What we have to do is pretend that we hold all the cards, pretend that EU needs us more than we need them, portray any resistance to our demands as "punishing us" and blacken the name of any company who does the sensible thing and relocates to France or Germany. Then after the "negotiations" have "broken down", flounce out of the EU with a "hard Brexit", pretend that this is what we wanted all along, and pretend that the reason why the economy is suffering is that we are being "punished".

Then we can try to re-establish trade relations with Germany and act all surprised when they tell us that EU rules say they can't do that, we have to negotiate with the EU. And establish trade relations with New Zealand, and act all surprised when they remind us about the way we kicked them in the teeth 50 years ago, establish trade relations with the US and discover the precise meaning of "America First".

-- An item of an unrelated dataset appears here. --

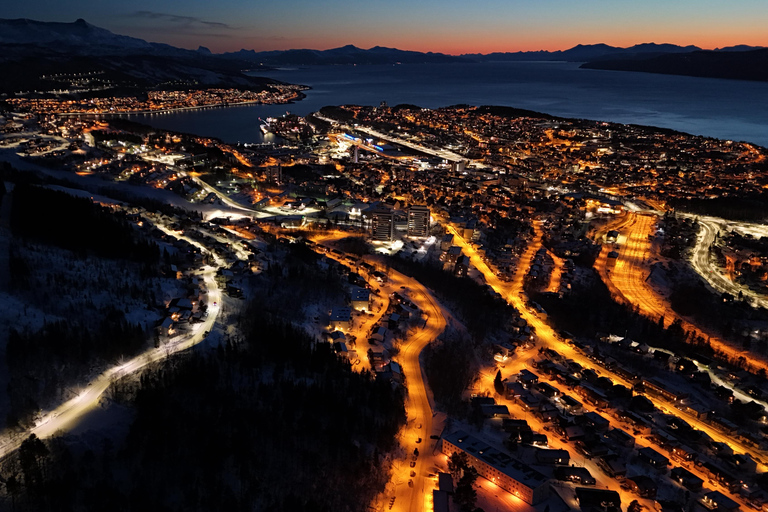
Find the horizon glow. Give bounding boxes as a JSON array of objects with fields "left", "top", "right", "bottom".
[{"left": 0, "top": 0, "right": 768, "bottom": 55}]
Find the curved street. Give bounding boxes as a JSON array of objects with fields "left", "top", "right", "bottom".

And our politicians will blame whichever EU official is villain-of-the-month for abiding by the rules of the EU, and the Brexit voters will blame the Remoaners for sabotaging the negotiations and the Remoaners will blame the Brexiteers for being such stupid buggers last June.

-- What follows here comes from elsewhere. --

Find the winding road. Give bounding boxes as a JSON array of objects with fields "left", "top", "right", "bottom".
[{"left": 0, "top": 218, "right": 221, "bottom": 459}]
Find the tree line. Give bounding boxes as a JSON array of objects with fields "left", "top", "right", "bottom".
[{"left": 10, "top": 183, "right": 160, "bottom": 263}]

Meanwhile, our manufacturing industry will continue to decline, our farming industry will whine for subsidies to replace the EU ones, and our services industry?

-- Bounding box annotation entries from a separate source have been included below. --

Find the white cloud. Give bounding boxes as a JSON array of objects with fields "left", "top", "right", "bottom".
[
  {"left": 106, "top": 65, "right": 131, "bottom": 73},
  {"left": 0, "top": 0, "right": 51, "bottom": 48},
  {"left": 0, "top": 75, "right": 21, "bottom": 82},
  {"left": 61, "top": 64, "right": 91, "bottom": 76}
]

There's two kinds of services. One kind is like haircuts. You can't import or export them, they have to be supplied at the point of demand. The other kind is like financial services. They dont have any capital equipment (apart from a bunch of cheap computers) but what they do need, is access to international financial markets, and regulatory permission to do business. Those, of course, will migrate to Germany, because without EU agreements, they won't be able to do business in the EU. At all.

Immigration will *not* get down to under 100,000/year, because it didn't pre-Brexit when Mrs May was Home Office, and we had total control over non-EU immigration, which was 257,000/year. So why would she be able to reduce that after Brexit? Maybe she could stop another of our service industries, the provision of education to foreigners who pay good money to come to university here. That would cut UK GDP, but it would reduce the immigration figures, temporarily.

Still, a country that is happy to cut off its own nose, would surely not balk at cutting off a few toes.

tl:dr - I'm not an optimist on this.

I know. Let's leave the British Commonwealth. That'll show them.